The cold would give her position away. She held her breath shallow as much as she could, but faint wisps of white caressed the breeze upward from her hiding-place. She could only hope that they did not notice.

She wanted them to hurry. An itch crawled along her spine, finally hovering between her shoulders. It refused to leave her. She watched the two Falcon bushi finishing their tea. They _must_ be done soon. Done and gone. They would return to their patrol across the snow, beneath the trees.

Falcon bushi. They were, evidently, patrolling their Clan's border, and had journeyed into the edge of the Shinomen. Their road would take them back into their Clan's territory.

That was, unfortunately, the same road that she travelled.

Her brother's armour bagan to chafe in the cold. It suited her, but it had never fit her. She was not her brother. Her brother was dead.

After the sun set behind the near trees, the bushi walked out of the edge of the Forest of Ghosts. One ghost followed in their footsteps, ever just out of sight.

The pale eye of the moon traced a lonely path across the night sky above, as she stooped to clear the snow from her sandals. Cold. She had not felt nights this cold since the War. She had not needed to. It reminded her of nights spent encamped, living as a soldier. A samurai. She met many samurai in the camp of Toturi the Black.
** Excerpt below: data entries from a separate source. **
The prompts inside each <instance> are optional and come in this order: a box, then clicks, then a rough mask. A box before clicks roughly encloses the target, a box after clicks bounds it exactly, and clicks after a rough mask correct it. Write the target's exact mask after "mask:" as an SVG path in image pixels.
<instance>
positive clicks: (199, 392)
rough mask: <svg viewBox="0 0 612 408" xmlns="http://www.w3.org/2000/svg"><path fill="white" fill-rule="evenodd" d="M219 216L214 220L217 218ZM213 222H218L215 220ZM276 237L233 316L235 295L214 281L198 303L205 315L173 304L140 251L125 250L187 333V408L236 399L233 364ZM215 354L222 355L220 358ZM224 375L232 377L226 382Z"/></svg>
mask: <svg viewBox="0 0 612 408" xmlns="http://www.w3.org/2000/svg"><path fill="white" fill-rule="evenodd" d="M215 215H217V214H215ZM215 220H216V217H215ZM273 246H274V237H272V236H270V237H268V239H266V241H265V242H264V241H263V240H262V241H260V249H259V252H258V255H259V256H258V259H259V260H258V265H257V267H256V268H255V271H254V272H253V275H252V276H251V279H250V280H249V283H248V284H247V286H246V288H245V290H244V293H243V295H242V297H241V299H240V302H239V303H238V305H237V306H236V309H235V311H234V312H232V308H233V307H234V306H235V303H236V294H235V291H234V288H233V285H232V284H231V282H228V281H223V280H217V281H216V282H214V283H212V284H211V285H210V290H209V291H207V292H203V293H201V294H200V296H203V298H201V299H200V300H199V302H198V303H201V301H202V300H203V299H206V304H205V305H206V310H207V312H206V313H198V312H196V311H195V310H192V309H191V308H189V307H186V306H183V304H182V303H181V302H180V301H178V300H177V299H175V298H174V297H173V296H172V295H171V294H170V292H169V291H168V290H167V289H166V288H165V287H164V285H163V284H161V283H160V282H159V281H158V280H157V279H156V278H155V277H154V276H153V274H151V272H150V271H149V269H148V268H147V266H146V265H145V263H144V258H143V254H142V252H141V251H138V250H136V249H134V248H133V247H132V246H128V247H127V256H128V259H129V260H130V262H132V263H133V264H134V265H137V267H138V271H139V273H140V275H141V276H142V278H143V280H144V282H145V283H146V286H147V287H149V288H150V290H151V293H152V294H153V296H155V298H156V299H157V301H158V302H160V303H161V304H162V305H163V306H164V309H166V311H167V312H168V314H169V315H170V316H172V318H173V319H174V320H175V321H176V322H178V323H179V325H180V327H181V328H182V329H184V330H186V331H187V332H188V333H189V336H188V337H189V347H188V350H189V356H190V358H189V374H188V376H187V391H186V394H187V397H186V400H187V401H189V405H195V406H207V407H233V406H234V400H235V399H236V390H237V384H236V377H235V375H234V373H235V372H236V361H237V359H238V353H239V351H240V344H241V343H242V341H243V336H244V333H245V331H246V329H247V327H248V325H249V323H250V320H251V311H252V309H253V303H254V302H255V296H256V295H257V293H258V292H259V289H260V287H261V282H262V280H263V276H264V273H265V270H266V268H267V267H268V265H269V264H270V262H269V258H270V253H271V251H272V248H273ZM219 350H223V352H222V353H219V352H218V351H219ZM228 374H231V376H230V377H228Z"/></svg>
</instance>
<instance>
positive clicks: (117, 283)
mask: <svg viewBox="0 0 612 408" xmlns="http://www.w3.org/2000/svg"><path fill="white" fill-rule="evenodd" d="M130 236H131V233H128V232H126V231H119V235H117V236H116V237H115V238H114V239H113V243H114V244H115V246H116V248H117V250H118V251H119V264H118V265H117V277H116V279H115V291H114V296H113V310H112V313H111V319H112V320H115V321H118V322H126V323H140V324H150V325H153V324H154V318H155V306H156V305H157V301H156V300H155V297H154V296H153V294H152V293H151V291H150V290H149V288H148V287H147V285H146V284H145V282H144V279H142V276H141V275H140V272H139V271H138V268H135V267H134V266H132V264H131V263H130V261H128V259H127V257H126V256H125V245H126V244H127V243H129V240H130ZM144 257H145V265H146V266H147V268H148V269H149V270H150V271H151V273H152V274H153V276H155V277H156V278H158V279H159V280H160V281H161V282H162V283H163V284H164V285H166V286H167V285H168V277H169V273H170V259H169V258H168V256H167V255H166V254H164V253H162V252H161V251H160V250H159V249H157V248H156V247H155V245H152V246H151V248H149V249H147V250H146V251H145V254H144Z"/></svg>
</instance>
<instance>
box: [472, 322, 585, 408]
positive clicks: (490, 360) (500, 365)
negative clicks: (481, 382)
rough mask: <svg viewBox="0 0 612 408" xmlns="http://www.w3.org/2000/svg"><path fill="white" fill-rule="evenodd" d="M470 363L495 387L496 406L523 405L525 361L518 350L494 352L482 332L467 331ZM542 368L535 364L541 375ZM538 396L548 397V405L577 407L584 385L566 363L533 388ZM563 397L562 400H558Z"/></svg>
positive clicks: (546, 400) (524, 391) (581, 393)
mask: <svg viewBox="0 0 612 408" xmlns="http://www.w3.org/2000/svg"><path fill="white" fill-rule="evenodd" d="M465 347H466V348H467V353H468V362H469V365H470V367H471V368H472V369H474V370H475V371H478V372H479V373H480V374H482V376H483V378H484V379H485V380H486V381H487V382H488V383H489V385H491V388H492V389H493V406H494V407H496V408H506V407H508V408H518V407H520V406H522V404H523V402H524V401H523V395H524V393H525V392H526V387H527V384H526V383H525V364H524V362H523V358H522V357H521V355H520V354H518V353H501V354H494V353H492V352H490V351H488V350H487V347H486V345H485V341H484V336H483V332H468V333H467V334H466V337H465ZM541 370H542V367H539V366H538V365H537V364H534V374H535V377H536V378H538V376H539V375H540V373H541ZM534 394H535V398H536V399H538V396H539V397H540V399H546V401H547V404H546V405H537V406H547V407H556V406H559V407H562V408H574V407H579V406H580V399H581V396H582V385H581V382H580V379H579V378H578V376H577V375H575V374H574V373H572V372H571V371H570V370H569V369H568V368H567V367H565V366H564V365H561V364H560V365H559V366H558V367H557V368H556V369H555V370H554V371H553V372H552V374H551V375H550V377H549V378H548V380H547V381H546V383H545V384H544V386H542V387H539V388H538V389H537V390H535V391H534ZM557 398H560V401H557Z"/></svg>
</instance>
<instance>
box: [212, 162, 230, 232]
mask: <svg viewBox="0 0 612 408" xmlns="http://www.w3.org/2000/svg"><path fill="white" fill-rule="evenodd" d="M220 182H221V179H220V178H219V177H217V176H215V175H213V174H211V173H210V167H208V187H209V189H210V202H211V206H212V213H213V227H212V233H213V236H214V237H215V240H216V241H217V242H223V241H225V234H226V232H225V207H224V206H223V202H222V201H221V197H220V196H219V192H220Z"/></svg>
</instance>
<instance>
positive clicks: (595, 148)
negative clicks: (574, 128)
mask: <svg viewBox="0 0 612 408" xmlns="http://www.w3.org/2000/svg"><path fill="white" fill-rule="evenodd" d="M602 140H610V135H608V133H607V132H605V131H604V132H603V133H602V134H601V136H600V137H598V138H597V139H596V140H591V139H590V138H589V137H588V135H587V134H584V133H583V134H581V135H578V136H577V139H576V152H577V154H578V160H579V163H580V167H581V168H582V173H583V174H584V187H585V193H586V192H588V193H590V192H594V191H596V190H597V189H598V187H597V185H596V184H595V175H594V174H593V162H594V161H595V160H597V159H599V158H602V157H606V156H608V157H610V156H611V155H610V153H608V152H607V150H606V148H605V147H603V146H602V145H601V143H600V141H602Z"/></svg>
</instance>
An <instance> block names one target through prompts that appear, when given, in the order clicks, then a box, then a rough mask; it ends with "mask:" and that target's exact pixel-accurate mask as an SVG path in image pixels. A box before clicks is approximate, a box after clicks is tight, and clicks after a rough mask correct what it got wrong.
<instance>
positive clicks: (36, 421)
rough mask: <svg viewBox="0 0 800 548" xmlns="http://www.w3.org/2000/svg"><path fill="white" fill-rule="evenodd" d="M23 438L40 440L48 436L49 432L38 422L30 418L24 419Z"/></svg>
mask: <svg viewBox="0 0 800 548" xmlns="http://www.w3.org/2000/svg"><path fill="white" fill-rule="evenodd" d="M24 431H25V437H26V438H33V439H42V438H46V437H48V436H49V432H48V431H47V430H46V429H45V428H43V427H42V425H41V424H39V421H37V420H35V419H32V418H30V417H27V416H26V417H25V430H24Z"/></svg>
The markings were there, on the trees, just as she had been told.

She had found it.

Here where the Boar Clan had died for their crimes, here where they had lived in the service of evil. The markings glowed strangely silver under the light of the moon, as if daring her to decipher their meaning.

Alone in the Twilight Mountains, a blade of stone which severed the Empire from evil, she shuddered. Below these mountains stood only death and the promise of death. To one side, a land wracked by the pain of the Dark God, a land suited only to corruption and decay. To the other side, the ruins of a race all but lost to time, a race from before the rise of men, whose people did not understand the world.

She stood between death and the promise of death, and raised a prayer to her ancestors. To her brother.

The Emperor must be found.

She played the waiting game again. "Ronin" they called her, and turned away in disgust. She wore her brother's armour and her brother's name. They had no time for ronin. They were an army, moving south. They were the Lion.

She heard only that Yoritomo had stormed ashore, crushing the Crane underfoot, threatening the Unicorn, and was marching on the throne. She heard only that there was still no word from Hiruma Castle, and that the Thunder Hida Yakamo was still lost beyond the Wall. She heard only that the Lion now had a Champion of Jade, dedicated to rooting out the taint of maho from the Empire.

She waited, but they declined to meet with her, to hear the words she carried. She was but a ronin.

She moved on, as the Lion marched south.

They tried to kill her. She knew too much and they tried to kill her, but ever and always she escaped. They began to think she was one of them. She lived. She lived, and she knew.

She told him her brother's name. The magistrate leaned down from his horse, but decided her to be too much effort for too little gain.

"Ronin" he called her, violet armour bright in the afternoon sun. She saw no peasants in the street, heard no sound of children.

She heard only that the Emperor had been found. Rescued and restored to his rightful throne. She was too late.

She left before the magistrate changed his mind. The village was as silent as death while she left.

Do not fear her, they told each other. What can she do? He is ours. They are all ours. We have won. No matter if she lives. Do not fear any of them.

Too late, she thought. Never too late. So long as the sun rose in the east, there was hope. Her brother would not surrender. His honour was her action. For her brother's honour, she would find a way.